Önceki gün gerçekten zorlu bir Adalet Yürüyüşü’ne tanık olduk. Bunaltıcı sıcak, tempolu 20 km’lik yürüyüşü zorladı. Dün 4 derece daha arttı. Kılıçdaroğlu ile “saray” karavanında sohbet ettik ve kendisine yürüyüşte eşlik ettik. Türkiye’nin dört bir yanından katılım var. Bu, iktidarın giderek sıklaştırdıkları adaletsizlik, keyfilik, hukuksuzluk mengenelerine adım adım sıklaştırmalarına karşı bir topyekûn meydan okumadır..
20 bin kişiye yakın insan bedenlerini ortaya koyarak yürüyorlar.
Neden öyle dedim? Çünkü iktidardaki muktedirlerin “lütufları” sayesinde bu yürüyüş gerçekleşiyor. Öyle dediler ya! Bazı duygu ve düşünceleri tamam nefret düzeyinde hissedersiniz, dilinizin ucuna gelir, damarlarınız şişer, öfkenizi dışa vurmak istersiniz, ama bulunduğunuz makam bakımından susarsınız, yüzünüze bir gülümseme maskesi takmasını bilirsiniz. Her ne kadar muhataplarınız bunun gerçek olmadığını bilse de!
Ama öyle değil. Şu, “lütfettik de yürüyorsunuz” meselesi ülkenin hangi noktada olduğunun kesin belgesidir. Anayasal ve yasal hiçbir hak yok, bunların hepsi sepete atılmış, kullanmaya kalkarsanız iktidarın lütfuna sığınacaksınız..
Bu sözlerin ardında şu düşünce yatar: Eğer lütfetmezlerse, mesela gönderir, TOMA’sını, özel kuvvetlerini, lastik-çelik mermi kuşatılmış silahlı elemanlarını, dağıtır Kılıçdaroğlu’nu, milletvekillerini, yürüyüşe katılanları.. Artık kim öle kim kala!

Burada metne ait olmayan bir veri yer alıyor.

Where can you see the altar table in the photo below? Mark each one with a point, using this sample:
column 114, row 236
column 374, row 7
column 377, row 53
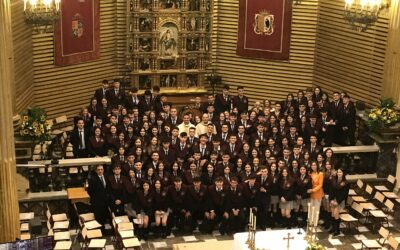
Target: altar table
column 272, row 240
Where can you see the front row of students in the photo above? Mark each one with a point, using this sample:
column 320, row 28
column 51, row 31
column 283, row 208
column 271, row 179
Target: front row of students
column 279, row 199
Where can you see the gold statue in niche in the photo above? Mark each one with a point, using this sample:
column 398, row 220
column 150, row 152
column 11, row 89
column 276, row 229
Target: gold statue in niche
column 168, row 40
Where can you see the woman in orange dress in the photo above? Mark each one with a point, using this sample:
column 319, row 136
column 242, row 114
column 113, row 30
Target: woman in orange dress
column 316, row 191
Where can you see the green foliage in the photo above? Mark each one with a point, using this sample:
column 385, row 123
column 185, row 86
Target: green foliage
column 383, row 116
column 34, row 125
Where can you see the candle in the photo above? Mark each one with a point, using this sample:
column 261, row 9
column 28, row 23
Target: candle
column 311, row 215
column 251, row 217
column 316, row 218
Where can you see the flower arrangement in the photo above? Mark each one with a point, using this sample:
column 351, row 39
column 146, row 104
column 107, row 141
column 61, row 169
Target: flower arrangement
column 315, row 246
column 35, row 125
column 383, row 116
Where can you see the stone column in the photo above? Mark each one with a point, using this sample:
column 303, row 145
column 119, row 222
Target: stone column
column 391, row 77
column 9, row 211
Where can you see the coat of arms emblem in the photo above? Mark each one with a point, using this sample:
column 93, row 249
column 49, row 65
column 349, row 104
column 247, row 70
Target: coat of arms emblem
column 263, row 23
column 77, row 26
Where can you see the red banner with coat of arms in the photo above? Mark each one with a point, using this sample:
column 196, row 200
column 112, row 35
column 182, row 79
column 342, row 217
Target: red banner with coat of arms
column 77, row 32
column 264, row 29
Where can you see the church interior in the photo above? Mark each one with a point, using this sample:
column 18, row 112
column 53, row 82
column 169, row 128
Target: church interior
column 193, row 124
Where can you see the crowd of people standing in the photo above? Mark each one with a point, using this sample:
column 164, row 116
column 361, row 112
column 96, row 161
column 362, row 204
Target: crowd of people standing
column 207, row 168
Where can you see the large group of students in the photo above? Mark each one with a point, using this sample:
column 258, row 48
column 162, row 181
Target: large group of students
column 207, row 168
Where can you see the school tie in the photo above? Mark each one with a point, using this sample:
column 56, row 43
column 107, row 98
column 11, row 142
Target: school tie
column 103, row 181
column 80, row 139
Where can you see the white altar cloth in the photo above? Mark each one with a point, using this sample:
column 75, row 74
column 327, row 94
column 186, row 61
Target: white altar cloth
column 272, row 240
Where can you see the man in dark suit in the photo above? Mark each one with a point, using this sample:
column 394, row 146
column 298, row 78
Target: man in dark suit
column 333, row 111
column 101, row 93
column 241, row 102
column 147, row 103
column 328, row 126
column 210, row 102
column 232, row 148
column 159, row 103
column 217, row 206
column 313, row 127
column 177, row 195
column 173, row 117
column 236, row 207
column 313, row 148
column 196, row 200
column 116, row 96
column 241, row 135
column 117, row 191
column 79, row 139
column 99, row 195
column 223, row 101
column 233, row 124
column 167, row 154
column 347, row 122
column 133, row 100
column 260, row 134
column 264, row 197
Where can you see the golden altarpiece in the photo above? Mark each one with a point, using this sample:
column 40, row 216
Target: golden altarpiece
column 169, row 42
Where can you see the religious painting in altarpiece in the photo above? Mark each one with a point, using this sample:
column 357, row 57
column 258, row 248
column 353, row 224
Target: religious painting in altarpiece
column 169, row 42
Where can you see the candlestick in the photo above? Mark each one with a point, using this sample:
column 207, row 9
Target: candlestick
column 316, row 219
column 251, row 217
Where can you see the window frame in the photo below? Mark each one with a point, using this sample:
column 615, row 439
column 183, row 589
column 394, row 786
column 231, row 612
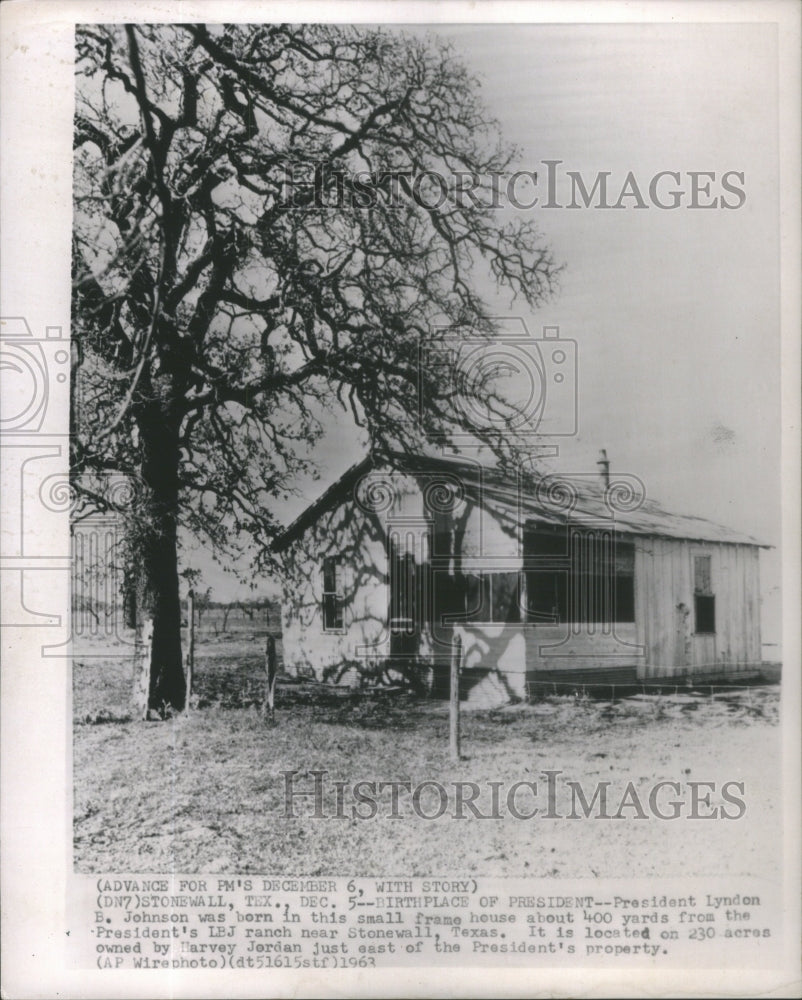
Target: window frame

Bu nedenle sayıları ve katılımları durmadan değişen yüzbinlerce kişi, bu tehdite karşı bedenlerini ortaya koyarak ve meydan okuyarak yürüyorlar dedim.
***
Kılıçdaroğlu ve milletvekilleri kararlı. Ok, yaydan çıktı ve Enis’e biçilen uyduruk ceza ile Kılıçdaroğlu’nun ve CHP’nin bedenine saplandı. Adalet, hak – hukuk, bağımsız yargı, bunların hepsinin boş laflar olduğu her bir karar ve uygulama ile kanıtlanıyor.